Related: Every Time a Server Hums, an AI Gets Its Wings

And there’s no ceiling in sight. Experts predict that by 2030, artificial intelligence could consume as much electricity as some entire countries.

Power grids, as they exist today, weren’t made for this kind of surge. They were designed for use with light bulbs and refrigerators. Not for training trillion-parameter language models around the clock.

Nuclear, though? It doesn’t flinch. It was built for backbone duty. Always on. Always steady.

Big Tech’s Atomic Bet

Microsoft’s already in the game. They’ve teamed up with Constellation to fuel their data operations with nuclear output. Amazon is dipping its toes into small modular reactor projects. Google? They’re on a scavenger hunt for a round-the-clock clean energy cocktail, part fission, part fusion, all urgency.

This isn’t some branding stunt. It’s survival math. AI doesn’t do downtime. Neither does the cloud. Every file stored, every image rendered, and every chatbot query processed all feed off a constant energy supply.

When a gust dies down or a shadow drapes across a solar field, renewables hesitate. That’s a luxury that server farms can’t afford.

So the tech giants have stopped asking for permission. They’re signing contracts directly with nuclear providers. Quietly, efficiently, without ceremony.

And in doing so, they’re dragging the clean energy narrative away from slogans and straight into the control room, where the hum of atomic power is starting to sound less like yesterday’s story and more like tomorrow’s backbone.

New York's Rebranding of the Atom

Indian Point was no slouch. Tucked near NYC, it generated about 2,000 megawatts, roughly 25% of the city’s electricity. It ran well. It ran clean.

But activists didn’t like it. They claimed leaks. Claimed danger. Claimed proximity risk. In 2017, Cuomo struck a deal to shut it down.

By 2021, it was gone. And in its place? Gas-fired plants. More emissions. Higher costs. Fewer jobs.

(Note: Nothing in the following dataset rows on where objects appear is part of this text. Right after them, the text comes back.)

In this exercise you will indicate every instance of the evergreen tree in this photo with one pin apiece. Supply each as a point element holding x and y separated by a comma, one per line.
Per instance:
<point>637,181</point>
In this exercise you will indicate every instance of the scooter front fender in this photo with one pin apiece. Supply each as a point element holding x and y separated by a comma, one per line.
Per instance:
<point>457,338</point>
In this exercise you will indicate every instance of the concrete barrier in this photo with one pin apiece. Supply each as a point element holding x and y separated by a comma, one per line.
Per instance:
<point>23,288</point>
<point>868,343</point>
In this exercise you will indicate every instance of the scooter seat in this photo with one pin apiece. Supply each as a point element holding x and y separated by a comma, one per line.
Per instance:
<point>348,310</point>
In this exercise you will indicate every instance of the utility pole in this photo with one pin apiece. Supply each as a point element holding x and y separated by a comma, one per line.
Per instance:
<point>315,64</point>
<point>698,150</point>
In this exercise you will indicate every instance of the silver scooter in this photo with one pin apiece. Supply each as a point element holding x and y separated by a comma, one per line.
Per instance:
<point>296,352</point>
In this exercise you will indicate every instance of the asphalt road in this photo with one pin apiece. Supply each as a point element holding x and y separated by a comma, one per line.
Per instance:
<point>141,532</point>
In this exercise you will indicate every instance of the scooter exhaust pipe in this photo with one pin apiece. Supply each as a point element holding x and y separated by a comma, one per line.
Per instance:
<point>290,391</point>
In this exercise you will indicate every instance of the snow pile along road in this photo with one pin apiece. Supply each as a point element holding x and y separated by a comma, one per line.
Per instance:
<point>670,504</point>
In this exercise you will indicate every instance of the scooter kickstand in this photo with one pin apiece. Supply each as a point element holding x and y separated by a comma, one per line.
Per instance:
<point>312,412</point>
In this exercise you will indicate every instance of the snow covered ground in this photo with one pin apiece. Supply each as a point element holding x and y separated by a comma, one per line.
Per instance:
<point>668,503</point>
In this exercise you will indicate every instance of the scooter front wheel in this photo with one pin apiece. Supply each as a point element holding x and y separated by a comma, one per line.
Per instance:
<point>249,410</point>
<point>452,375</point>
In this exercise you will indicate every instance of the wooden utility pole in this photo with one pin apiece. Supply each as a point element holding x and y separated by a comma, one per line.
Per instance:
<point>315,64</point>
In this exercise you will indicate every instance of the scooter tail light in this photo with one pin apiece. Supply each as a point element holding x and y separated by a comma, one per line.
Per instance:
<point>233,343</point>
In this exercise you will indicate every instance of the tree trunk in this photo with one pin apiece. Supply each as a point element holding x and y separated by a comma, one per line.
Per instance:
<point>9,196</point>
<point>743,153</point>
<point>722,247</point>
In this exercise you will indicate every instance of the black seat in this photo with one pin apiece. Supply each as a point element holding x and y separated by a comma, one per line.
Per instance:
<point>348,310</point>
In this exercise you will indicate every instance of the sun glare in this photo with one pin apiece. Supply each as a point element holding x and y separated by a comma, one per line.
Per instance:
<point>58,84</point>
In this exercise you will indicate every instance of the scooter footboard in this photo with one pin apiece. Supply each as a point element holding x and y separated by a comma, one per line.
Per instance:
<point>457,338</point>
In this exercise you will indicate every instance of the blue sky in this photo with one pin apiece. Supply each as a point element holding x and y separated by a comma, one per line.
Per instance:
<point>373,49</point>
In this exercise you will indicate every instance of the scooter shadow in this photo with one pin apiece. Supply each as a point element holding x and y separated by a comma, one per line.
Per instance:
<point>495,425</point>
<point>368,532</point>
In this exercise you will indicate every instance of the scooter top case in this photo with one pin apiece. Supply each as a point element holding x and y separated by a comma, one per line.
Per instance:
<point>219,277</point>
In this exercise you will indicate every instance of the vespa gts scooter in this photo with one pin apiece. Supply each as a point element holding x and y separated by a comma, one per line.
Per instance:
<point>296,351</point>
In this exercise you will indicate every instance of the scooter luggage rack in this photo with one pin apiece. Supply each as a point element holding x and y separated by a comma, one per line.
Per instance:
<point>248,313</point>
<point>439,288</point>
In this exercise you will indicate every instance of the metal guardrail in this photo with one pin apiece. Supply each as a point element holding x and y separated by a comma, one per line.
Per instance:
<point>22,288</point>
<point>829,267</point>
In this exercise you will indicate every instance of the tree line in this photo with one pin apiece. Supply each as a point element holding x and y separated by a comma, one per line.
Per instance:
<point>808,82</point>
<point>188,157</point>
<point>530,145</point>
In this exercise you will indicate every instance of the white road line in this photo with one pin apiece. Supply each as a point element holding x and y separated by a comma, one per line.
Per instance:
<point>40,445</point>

Today, Hochul’s administration is singing a new tune. Not admitting fault, just quietly pivoting. This time, it’s “climate resilient nuclear.” Same atoms. New adjectives.

It’s a rebrand. Nothing more.

Conservatives Saw This Coming

While liberals played SimCity with windmills, conservatives asked the hard questions.

What if the wind doesn’t blow? What if the sun sets at 5 p.m.? What powers hospitals, then? What happens during a polar vortex, wildfire, or an overcast week?

Germany shut down its nuclear power. Coal shot back up. California promised net zero, then begged gas plants for help during heat waves. Texas froze. Only the nuclear plants held steady.

Even Hawaii had to put a cap on solar. Too much green juice and not enough places to put it.

The warnings were there. Ignored, mocked, but not wrong.

Now reality has kicked the door in, and suddenly, the most vilified power source is the only one left standing.

Final Thoughts

Nuclear isn’t perfect. But it’s consistent. And in the business of keeping civilization running, consistency beats idealism every time.

New York’s pivot isn’t bold. It’s late. But it’s still welcome.

Because eventually, every utopian fantasy crashes into a wall of physics. And on the other side? There’s a humming reactor quietly doing its job.

No hashtags. No ribbon cuttings. Just power.

And maybe, just maybe, that’s enough.